S1. A. CCK-8 assay was used to detect the cytotoxicity of DTX in DTX-resistant PCa cells (PC3/DR and DU145/DR) and their parental sensitive cells (PC3 and DU145). B. The list of hypoxia-related lncRNAs from Pubmed and the top 80 upregulated lncRNAs in PC3/DR cells from RNA-seq (Jiang X, et al. Front Oncol, 2022). The data are presented as the mean ± S.D. of at least three independent experiments. *P < 0.05.

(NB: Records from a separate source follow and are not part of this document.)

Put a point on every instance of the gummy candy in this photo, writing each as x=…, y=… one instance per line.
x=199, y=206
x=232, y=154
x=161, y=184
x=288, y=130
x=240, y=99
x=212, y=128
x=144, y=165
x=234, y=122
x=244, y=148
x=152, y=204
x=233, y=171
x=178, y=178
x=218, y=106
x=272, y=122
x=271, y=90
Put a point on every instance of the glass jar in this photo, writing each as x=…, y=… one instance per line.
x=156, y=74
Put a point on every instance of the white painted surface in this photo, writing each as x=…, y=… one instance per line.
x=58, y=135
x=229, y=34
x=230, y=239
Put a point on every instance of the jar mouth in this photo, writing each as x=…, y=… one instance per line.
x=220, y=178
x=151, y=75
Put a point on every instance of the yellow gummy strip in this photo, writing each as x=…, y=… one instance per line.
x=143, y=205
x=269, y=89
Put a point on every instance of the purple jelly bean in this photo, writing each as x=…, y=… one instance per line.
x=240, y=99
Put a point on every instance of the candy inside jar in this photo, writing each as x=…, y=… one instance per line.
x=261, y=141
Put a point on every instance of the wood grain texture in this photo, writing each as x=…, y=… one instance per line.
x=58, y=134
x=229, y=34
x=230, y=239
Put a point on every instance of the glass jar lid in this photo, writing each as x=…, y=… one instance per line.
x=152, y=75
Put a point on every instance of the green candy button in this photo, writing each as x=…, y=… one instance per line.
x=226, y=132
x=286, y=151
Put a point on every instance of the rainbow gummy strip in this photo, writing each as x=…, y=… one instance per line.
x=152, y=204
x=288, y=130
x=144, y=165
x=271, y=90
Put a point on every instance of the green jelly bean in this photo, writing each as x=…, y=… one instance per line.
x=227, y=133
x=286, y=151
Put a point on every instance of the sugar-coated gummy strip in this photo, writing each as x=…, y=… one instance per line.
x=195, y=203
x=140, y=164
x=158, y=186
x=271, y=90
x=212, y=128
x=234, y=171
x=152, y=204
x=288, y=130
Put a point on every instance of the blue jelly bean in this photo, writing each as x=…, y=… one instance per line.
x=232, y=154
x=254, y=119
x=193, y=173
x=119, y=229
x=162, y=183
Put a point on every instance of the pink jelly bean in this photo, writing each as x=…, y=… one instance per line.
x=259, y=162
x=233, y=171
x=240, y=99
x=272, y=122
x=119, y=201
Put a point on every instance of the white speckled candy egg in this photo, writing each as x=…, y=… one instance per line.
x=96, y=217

S2. A. The relative expression of lincROR was evaluated by qRT-PCR in PC3 and DU145 cells after being transfected with lincROR. B. DU145 cells were treated with different dosages of DTX (concentration of 0, 5, 10, 20, 40, and 80 nM) for 72 hours and cell viability was evaluated by a CCK-8 assay. C. The LDH release in the culture medium was detected in lincROR-transfected DU145 cells after DTX treatment. D. The expression of lincROR was evaluated in PC3/DR and DU145/DR cells after transfected with siROR #1 or #2. E. The cytotoxicity of DTX in DU145/DR cells was detected by CCK-8 assay after lincROR knockdown. F. The LDH release in culture medium was detected in lincROR-knockdown DU145/DR cells after DTX treatment. The data are presented as the mean ± S.D. of at least three independent experiments.
ARTICLE ABSTRACT
Emerging evidence has suggested that patients with metastatic prostate cancer will become resistant after receiving docetaxel (DTX) chemotherapy, but the specific regulatory mechanism is still unclear. lincROR is an important oncogenic long noncoding RNA which plays an important role in regulating tumor carcinogenesis and metastasis; however, the underlying mechanism of lincROR functioning in the DTX resistance process of prostate cancer remains largely unknown. In the current study, we found that lincROR is highly expressed in DTX-resistant prostate cancer cell lines and was associated with poor DTX response in patients with metastatic prostate cancer. By using loss- and gain-of-function experiments revealed that lincROR promotes prostate cancer cells growth and DTX resistance in vitro and in vivo. Mechanistic studies demonstrated that lincROR specifically interacts with and stabilizes MYH9 protein, which enhances β-catenin/hypoxia-inducible factor 1-alpha (HIF1α) pathways. Besides, HIF1α could bind with the promoter region of lincROR to activate its transcription, thus forming the lincROR/MYH9/HIF1α positive feedback loop. Moreover, lincROR could be packaged into exosomes in an heterogeneous nuclear ribonucleoprotein A1 (hnRNPA1)-dependent manner and then disseminated chemoresistance phenotype to receipt cells. Overall, our study provides evidence supporting exosome-mediated lincROR activates the β-catenin/HIF1α positive feedback loop by targeting MYH9 protein, which may be exploited for anticancer therapy.
Our findings suggest that targeting hypoxia stress and chemoresistance for therapeutic purposes and lincROR could promote the improvement of treatment responses in patients with DTX-resistant prostate cancer.